Na tabela, o valor do metro quadrado de um lote no Alphaville, a 28 km da Ponte JK, está em torno de R$ 770. Na negociação, porém, interessados andam conseguindo abaixar o preço até a R$ 550. No caso do Damha, mais distante ainda do centro de Brasília, a tabela traz valores próximos a R$ 600, mas, na prática, há negócio sendo fechado a R$ 400. Em ambos os residenciais, os terrenos têm, em média, 700 metros quadrados.

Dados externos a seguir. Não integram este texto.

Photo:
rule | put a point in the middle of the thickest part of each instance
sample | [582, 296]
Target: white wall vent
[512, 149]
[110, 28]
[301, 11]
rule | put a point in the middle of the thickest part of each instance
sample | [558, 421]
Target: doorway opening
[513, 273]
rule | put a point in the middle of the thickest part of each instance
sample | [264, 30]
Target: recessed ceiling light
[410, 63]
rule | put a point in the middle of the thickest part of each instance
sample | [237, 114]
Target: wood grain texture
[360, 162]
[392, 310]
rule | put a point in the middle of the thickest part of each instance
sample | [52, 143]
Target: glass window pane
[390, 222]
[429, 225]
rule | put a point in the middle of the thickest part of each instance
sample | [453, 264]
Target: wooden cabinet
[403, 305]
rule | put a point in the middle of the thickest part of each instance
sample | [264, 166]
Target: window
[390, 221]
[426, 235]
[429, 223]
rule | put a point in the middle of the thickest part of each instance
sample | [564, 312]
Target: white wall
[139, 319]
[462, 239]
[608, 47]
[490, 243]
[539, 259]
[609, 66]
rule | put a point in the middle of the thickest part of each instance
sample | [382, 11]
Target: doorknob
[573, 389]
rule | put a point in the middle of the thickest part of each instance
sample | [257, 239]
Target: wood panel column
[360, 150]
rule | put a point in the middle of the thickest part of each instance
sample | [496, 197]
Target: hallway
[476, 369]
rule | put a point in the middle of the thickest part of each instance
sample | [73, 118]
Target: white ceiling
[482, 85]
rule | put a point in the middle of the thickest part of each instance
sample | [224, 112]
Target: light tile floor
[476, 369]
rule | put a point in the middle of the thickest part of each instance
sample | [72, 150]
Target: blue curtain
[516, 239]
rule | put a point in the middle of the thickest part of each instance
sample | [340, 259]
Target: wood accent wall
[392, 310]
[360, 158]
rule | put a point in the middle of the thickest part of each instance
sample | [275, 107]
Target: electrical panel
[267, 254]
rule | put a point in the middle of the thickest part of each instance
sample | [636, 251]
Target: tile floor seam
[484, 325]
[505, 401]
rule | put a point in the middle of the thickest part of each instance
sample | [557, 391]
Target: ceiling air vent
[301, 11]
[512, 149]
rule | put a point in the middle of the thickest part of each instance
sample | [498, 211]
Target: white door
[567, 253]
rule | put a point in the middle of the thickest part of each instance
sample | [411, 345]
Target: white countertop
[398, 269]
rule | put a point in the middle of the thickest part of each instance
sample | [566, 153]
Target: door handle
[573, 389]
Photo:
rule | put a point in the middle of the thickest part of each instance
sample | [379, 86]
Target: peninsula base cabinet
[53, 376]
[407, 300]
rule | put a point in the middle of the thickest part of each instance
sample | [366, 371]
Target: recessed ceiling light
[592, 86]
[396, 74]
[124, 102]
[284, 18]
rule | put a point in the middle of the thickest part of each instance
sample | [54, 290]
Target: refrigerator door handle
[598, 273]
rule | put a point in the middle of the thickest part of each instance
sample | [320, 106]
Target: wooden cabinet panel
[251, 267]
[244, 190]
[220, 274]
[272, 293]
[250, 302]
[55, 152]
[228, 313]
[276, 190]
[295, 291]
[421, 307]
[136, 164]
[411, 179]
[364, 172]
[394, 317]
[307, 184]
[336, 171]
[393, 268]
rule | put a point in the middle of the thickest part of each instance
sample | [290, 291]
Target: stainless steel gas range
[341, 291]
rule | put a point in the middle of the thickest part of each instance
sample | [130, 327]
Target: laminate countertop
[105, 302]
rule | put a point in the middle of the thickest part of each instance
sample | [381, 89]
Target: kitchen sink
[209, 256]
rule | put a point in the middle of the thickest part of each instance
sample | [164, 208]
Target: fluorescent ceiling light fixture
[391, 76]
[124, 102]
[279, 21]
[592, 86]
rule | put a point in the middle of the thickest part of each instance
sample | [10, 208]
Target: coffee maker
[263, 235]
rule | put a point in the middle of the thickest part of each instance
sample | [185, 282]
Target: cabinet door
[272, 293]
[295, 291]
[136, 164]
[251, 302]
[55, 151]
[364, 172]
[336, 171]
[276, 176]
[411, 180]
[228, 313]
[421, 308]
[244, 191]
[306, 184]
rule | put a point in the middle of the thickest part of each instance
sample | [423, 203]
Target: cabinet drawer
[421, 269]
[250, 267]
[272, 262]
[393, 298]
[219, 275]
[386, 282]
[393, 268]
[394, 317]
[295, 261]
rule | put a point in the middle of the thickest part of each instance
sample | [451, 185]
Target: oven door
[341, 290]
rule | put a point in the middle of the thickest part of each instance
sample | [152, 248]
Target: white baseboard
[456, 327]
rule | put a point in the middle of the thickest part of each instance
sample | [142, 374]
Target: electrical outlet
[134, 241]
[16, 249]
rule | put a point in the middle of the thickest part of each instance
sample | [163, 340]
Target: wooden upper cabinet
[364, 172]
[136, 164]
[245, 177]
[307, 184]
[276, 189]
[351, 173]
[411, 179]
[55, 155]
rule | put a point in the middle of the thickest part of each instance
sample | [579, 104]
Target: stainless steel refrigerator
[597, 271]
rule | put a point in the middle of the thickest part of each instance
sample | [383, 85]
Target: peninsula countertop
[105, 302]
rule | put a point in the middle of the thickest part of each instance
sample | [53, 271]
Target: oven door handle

Mesmo com os “descontos”, as vendas não estão boas. O desempenho do empreendimento de duas torres do Grupo Via no Alphaville, com apartamentos de dois, três e quartos, ilustra bem o cenário atual na região: as obras estão quase prontas, ao passo que a comercialização das mais de 100 unidades ainda não chegou a 30%.

Lançamento

A primeira etapa do Alphaville em Brasília, cuja estrutura fica às margens da rodovia (não duplicada) DF-140, na divisa com Goiás, foi lançada em julho de 2010, no auge do mercado imobiliário na Capital Federal. Em um dia, praticamente todos os terrenos foram vendidos. À época, o diretor comercial da empresa anunciou que 90% dos compradores declararam ter interesse em morar no condomínio. Representantes do mercado, no entanto, acreditam que metade desses tinha, na verdade, a intenção de investir.
Dois anos depois, foi a vez da marca Damha lançar a primeira etapa do residencial, na mesma direção do Alphaville, mas já em território goiano. Em uma semana, quase 80% dos lotes ganharam dono. A despeito do sucesso inicial, a segunda etapa de ambos os empreendimentos acabou empacada pelo arrefecimento do mercado como um todo.

Futuro

A expectativa é que até 2025 a região desses condomínios de luxo abrigue uma população de cerca de 600 mil pessoas, 150 mil delas apenas no Alphaville. Até lá, espera-se a consolidação de espaços autossuficientes, que, longe da cidade, ofereçam um estilo de vida considerado mais tranquilo, com opções de moradia fixa ou “segunda residência”.
As marcas apostaram alto nesse futuro que, por ora, ainda parece muito distante. Somente o Alphaville, referência do modelo, investiu em torno de R$ 124 milhões antes de colocar no mercado o maior empreendimento do grupo. A estrutura de lazer está concluída, mas quase não é utilizada – o número de casas construídas ou em construção não chega a 10. No Damha, são avistadas da rodovia apenas cinco obras.

Desafio

Convencer as classes média e alta brasiliense de morar distante do centro é um desafio. Ao contrário do que ocorreu em outros centros urbanos, os condomínios horizontais não se integraram facilmente ao conceito peculiar de Brasília, salvo o observado na década de 1990, quando avançou a comercialização de áreas irregulares no Jardim Botânico e na região do Grande Colorado.
As marcas Alphaville e Damha, claro, têm consciência do longo período de maturação dos empreendimentos, mas não esperavam encontrar pelo caminho uma fase tão ruim para o mercado imobiliário. “Não consigo ver as vendas melhorando nesses condomínios antes de o mercado do DF em si começar a retomar o crescimento”, comenta o vice-presidente do Sindicato da Indústria da Construção Civil do DF (Sinduscon-DF), João Accioly.

Satisfação

Ao Fato Online, o gerente comercial do Alphaville, Eleno dos Santos, disse que a empresa está satisfeita com o desempenho das duas etapas lançadas em Brasília. A ocupação, de acordo com ele, está ocorrendo dentro do esperado. “A população sempre se mostrou receptiva ao Alphaville e obtivemos bons resultados comerciais”, sustentou.
Em nota, o Damha também defendeu que os residenciais de Brasília, apesar de toda a complexidade do mercado imobiliário nacional, tiveram boa receptividade. A empresa considera a região “extremamente nova, mas com potencial inigualável”. Em cinco anos, acredita-se, o espaço terá em torno de 1,5 mil moradores.